National Human Rights Commission (NHRC). A three-member NHRC Bench, headed by Justice M. N. Vetkatachaliah, evaluating conditions leading to the exodus of KPs from the Valley against the ‘stern definition of the Genocide Convention’, recorded ‘the commission is constrained to observe that while acts akin to genocide have occurred in respect of the Kashmiri Pandits…, the crimes against Kashmiri Pandits, grave as they undoubtedly are, fall short of the ‘ultimate’ crime – genocide’. Sadly, the Commission, as usual, delivered a ‘politically correct’ verdict ignoring the reality – KPs were butchered because they were Hindus. NHRC verdict was a clear case of politics overriding KPs’ human rights.
If killings of about a thousand KPs, wholesale burning down of their dwellings and their places of worship do not constitute cleansing of an ethnoreligious group, an essential condition for Genocide, what else was it?

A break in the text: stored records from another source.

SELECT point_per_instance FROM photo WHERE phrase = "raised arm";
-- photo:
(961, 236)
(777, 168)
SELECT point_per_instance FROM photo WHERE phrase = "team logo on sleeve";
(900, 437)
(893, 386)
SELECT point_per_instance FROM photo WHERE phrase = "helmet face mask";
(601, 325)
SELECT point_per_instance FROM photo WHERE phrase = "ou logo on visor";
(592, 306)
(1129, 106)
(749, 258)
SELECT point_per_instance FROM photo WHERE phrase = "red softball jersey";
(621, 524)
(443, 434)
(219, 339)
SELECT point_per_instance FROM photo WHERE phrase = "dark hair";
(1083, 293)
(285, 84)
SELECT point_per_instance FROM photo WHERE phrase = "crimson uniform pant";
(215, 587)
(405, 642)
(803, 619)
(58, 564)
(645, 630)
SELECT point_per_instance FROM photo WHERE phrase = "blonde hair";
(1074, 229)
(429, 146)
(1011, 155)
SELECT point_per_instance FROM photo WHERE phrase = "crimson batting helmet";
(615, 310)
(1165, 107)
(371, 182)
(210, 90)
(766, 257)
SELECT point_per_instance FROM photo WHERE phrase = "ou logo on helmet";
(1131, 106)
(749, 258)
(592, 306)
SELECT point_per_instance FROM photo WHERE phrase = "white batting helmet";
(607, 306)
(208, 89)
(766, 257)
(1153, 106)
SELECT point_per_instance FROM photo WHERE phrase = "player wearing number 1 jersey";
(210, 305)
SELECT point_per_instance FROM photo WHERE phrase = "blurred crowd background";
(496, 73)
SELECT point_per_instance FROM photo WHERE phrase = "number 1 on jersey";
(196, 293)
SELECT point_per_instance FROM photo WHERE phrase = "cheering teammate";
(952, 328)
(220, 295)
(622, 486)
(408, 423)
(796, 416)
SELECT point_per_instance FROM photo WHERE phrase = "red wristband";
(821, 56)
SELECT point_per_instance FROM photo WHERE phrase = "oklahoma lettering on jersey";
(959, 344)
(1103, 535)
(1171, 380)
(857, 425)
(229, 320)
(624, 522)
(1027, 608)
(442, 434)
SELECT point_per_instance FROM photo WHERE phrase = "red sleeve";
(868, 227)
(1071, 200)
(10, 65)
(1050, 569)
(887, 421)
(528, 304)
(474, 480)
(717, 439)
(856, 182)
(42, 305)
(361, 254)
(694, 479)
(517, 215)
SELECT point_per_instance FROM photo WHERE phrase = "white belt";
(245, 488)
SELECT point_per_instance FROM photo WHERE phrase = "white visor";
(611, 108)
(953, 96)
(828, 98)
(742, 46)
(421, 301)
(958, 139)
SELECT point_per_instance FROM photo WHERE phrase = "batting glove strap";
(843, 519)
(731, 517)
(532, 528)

Judiciary. Last year, in a big blow to the KPs’ fight for justice, the Apex Court of India rejected their second plea to re-open investigations into mass killings of members of their community that resulted in their exodus from the Valley. SC upheld its earlier order declining investigation into killings claiming ‘it had happened 27 years ago’. “If SC can scrutinize each case of anti-Sikh riots that happened 33 years and order re-opening of closed ones, why can’t they order a probe into Kashmiri Pandit killings which took place 27 years ago?”, wonders Vikas Padora, the lawyer appearing for KPs. Earlier too, Bitta Karate, who had publicly confessed to killing more than twenty KPs, was let off. The Trial Court judge lamented prosecution’s non-seriousness to seek his conviction. The community fully realizes that justice essentially depends on the impartiality of the state and even-handedness of the judicial system. While their murderers roam free in the Valley, KPs justifiably feel let down by every institution of the state
Looking Ahead.
KPs seem reconciled to their fate. With new generation not having lived in the Valley, the yarning to reclaim moorings is all but lost. Indian political system fully understands this dilemma of the community. Only an out of box solutions like the cancellation of all distress sales by the KPs, as hinted by Ghulam Nabi Azad on the floor of the assembly during his tenure as CM, may infuse some degree of confidence in the beleaguered community. Unfortunately, Azad’s proposition was buried deep under the weight of vested interests of the political class exactly in the way Kashmir Temples and Shrines Bill was. Ultimately, solution to the problem lies in political re-organization of Kashmir valley to set aside an enclave for the KPs. As of now, the only silver lining is the presence of KP youth serving there under UPA rolled out employment package. Maybe the folklore of ‘eleven KP households’ rebuilding KP numbers in the Valley is retold in future.